「こんにちは、お義母さん。どうぞおかまいなく。僕は彼女を迎えにきただけですので」
裕ちゃんは、寝間着姿の母に微笑み、手土産と見られる紙袋を差し出した。
「まあ、ご丁寧に……こんな格好でごめんなさい」
今さら自分の失態に気づいたのか、母は受け取った紙袋で服を隠す。
「服を隠したって、ノーメイクの顔は隠れてないから」
「それはお前も一緒だろ」
母を茶化した私に、裕ちゃんがぼそっと呟く。
はっとして自分の姿を顧みると、ノーメイクにTシャツ、下は細いジャージ……いわゆるおしゃれジャージだけど、セレブの嫁として相応しいとはとても言えない。
「だって、今日は動かなきゃいけなかったから」
急に恥ずかしくなって、言い訳した。
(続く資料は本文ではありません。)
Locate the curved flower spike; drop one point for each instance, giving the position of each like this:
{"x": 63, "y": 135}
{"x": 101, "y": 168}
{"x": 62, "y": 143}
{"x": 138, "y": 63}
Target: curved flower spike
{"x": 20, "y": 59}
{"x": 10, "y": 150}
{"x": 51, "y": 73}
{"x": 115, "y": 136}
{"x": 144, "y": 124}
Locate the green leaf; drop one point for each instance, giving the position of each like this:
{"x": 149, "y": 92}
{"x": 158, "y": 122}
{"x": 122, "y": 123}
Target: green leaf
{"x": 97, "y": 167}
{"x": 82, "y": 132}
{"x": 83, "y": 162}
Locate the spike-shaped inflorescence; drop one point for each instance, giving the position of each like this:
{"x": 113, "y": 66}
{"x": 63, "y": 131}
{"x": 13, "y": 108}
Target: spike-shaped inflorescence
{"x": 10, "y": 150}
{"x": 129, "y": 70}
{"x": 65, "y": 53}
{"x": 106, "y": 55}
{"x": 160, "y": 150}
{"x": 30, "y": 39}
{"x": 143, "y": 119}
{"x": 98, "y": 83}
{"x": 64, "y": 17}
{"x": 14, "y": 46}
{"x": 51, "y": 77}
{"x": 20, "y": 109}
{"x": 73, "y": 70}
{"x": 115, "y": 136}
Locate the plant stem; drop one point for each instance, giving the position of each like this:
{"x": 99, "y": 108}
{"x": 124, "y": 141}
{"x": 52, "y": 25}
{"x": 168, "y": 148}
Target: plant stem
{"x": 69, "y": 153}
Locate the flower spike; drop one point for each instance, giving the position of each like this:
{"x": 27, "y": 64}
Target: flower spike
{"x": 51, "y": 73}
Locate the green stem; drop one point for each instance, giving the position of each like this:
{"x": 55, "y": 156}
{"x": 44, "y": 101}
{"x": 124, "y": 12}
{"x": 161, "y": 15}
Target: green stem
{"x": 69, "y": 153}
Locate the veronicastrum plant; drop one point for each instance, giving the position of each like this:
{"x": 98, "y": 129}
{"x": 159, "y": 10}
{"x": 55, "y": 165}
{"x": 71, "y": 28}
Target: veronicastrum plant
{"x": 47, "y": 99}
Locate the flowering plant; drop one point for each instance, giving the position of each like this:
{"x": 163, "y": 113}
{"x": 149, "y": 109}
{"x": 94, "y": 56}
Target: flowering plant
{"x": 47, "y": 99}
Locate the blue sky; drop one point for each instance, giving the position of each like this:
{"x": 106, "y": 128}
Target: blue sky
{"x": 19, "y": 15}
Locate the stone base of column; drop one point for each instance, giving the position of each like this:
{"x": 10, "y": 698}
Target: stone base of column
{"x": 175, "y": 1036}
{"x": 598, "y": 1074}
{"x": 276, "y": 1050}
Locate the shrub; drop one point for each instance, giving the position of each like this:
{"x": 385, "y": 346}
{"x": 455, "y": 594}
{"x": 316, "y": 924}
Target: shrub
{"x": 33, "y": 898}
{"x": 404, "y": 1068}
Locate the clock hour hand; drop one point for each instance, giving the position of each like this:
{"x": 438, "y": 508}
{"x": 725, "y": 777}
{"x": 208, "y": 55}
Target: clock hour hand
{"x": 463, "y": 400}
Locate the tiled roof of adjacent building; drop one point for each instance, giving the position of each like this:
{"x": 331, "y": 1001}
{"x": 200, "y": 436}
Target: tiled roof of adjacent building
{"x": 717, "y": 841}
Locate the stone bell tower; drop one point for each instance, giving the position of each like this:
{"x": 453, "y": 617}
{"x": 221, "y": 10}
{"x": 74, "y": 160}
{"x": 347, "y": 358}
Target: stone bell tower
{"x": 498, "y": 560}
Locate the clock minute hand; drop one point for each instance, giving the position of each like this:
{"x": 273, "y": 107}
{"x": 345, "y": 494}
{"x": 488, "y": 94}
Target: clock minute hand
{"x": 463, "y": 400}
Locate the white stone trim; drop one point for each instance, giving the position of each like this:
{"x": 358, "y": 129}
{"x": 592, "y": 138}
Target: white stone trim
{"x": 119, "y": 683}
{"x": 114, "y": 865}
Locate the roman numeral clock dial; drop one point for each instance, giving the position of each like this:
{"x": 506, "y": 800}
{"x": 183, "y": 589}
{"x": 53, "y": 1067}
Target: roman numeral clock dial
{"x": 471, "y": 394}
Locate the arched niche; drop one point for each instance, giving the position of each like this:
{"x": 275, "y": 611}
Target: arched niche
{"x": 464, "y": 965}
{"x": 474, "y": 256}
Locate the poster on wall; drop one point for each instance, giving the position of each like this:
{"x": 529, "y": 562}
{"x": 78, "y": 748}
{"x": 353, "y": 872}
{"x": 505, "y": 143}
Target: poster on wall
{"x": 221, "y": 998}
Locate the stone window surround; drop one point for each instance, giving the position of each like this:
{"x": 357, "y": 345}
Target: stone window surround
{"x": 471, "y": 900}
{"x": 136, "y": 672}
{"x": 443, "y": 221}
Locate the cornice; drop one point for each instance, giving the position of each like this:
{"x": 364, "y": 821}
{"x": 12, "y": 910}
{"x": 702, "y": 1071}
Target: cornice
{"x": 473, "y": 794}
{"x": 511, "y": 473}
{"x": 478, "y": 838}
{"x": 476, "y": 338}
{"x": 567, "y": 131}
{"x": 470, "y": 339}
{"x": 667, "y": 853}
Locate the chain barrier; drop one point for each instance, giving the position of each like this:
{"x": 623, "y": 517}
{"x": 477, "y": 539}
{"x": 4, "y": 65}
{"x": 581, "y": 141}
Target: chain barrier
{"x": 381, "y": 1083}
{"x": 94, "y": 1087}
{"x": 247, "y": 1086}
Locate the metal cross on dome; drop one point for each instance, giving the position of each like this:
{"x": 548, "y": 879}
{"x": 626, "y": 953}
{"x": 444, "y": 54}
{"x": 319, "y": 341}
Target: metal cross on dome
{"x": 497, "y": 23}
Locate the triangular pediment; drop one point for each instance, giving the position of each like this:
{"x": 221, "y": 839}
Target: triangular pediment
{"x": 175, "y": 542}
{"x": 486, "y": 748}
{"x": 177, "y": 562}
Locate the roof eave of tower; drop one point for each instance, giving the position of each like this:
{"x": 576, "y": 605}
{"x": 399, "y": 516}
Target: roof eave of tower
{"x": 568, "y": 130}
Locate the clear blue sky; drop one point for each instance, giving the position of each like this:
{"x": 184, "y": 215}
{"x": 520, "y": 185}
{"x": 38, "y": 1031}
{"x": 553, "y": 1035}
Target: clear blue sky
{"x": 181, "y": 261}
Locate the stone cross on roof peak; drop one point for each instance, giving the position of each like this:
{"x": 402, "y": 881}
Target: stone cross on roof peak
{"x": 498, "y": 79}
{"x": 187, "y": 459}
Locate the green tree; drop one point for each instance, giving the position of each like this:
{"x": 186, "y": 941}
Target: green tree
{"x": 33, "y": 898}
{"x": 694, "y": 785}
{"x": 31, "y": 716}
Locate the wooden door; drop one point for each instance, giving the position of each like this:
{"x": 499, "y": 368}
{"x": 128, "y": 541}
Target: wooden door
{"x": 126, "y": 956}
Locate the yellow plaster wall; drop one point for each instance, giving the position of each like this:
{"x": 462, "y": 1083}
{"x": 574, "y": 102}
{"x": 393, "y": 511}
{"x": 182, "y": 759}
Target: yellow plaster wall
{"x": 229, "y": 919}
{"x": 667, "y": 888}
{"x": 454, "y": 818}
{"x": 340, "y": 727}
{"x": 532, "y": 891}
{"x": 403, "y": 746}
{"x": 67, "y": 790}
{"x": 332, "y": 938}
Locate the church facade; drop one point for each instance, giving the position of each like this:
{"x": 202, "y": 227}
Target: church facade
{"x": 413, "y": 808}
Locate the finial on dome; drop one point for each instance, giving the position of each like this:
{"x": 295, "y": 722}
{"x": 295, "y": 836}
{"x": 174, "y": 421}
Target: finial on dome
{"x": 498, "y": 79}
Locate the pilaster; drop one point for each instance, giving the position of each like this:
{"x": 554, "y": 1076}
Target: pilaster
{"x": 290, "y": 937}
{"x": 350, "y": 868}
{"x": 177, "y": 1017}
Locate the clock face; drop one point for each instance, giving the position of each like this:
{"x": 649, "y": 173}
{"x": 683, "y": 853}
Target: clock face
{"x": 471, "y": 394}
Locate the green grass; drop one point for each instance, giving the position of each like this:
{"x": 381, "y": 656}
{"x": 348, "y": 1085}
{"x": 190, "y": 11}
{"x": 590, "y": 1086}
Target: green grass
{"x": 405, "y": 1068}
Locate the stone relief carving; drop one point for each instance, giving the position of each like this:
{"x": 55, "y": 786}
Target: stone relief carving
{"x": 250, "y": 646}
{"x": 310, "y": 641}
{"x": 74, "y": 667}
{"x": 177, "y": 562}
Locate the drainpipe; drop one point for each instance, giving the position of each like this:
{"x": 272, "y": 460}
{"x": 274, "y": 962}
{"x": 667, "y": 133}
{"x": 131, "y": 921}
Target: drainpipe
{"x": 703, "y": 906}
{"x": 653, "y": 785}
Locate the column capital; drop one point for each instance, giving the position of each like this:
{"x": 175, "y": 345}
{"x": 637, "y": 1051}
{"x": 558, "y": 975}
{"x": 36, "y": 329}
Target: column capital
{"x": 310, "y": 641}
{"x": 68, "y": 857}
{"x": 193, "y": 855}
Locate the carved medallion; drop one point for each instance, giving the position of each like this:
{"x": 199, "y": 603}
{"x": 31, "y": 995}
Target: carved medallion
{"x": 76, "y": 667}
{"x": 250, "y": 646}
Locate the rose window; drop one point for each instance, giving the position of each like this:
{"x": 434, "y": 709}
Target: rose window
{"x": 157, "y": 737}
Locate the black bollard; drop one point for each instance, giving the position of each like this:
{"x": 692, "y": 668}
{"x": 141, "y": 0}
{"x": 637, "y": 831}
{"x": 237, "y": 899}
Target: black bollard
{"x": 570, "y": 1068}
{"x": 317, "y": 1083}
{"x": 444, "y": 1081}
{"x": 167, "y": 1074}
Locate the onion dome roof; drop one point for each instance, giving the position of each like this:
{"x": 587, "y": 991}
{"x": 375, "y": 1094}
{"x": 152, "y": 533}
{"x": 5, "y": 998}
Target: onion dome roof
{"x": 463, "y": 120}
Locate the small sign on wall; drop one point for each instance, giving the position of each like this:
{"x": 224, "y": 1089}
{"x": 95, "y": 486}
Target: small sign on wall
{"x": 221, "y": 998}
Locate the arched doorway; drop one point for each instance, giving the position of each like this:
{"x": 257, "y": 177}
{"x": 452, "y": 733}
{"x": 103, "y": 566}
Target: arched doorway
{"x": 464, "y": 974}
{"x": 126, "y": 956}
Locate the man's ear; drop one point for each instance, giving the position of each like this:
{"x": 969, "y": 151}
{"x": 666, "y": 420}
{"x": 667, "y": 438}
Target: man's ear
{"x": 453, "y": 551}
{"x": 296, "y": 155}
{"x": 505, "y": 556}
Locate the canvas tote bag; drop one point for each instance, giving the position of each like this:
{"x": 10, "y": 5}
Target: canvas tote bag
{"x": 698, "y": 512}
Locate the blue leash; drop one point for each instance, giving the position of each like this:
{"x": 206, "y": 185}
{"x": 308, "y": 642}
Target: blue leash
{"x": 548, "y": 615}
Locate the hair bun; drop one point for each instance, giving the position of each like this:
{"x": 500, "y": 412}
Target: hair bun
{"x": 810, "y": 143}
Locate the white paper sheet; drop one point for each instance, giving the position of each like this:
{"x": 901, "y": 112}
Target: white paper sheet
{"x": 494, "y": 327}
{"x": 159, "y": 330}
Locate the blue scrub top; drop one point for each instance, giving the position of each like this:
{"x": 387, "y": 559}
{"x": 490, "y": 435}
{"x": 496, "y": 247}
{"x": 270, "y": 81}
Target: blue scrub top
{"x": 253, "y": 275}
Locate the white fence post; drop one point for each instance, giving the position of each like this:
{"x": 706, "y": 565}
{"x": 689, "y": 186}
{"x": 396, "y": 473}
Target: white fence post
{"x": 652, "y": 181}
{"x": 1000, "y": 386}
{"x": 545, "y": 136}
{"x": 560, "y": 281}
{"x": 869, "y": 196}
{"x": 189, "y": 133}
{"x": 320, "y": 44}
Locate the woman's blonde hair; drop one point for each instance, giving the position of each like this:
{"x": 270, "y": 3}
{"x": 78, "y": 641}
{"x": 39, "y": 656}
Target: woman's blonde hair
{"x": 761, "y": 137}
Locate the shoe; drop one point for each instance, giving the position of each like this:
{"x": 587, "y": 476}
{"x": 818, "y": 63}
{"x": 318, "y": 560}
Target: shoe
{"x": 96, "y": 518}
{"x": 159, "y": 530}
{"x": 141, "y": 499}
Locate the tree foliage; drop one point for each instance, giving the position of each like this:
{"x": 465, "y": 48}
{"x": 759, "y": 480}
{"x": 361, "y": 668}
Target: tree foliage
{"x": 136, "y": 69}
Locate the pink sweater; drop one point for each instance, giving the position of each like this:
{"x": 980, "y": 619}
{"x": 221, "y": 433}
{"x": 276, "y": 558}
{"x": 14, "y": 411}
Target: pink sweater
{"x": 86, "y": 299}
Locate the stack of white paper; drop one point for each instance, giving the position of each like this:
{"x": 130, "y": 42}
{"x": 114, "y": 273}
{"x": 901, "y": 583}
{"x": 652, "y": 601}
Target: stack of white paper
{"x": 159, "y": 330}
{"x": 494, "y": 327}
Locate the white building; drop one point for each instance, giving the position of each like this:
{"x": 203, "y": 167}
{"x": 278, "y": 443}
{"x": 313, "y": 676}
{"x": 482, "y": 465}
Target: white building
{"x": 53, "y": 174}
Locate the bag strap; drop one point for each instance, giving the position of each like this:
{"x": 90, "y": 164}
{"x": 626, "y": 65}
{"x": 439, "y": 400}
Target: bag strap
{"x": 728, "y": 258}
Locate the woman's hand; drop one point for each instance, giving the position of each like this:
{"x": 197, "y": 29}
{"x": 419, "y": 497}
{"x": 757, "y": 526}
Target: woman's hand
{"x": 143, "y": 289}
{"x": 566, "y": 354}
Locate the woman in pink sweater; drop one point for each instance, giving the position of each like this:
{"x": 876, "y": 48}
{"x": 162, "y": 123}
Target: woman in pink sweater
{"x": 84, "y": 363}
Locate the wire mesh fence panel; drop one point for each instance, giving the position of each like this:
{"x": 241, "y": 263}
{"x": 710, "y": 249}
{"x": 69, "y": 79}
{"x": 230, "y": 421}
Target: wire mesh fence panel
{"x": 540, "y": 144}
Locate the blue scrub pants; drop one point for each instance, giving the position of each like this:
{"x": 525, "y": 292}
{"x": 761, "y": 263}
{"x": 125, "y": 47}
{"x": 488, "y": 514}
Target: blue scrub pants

そんな私の頭をなで、裕ちゃんは母に頭を下げる。
「大事なお嬢さんをお預かりします」
それは、本当に夫になる人のセリフのようだった。
真摯な瞳で母を見つめていた裕ちゃんは、背を伸ばすと私に指示する。
「さあ、俺たちの新居に向かおう。荷物はあとから追いかけて来ればいい」
「えっと、あ、はい!」
私は急いで二階に駆け上がり、貴重品だけ入ったリュックを背負って玄関に戻った。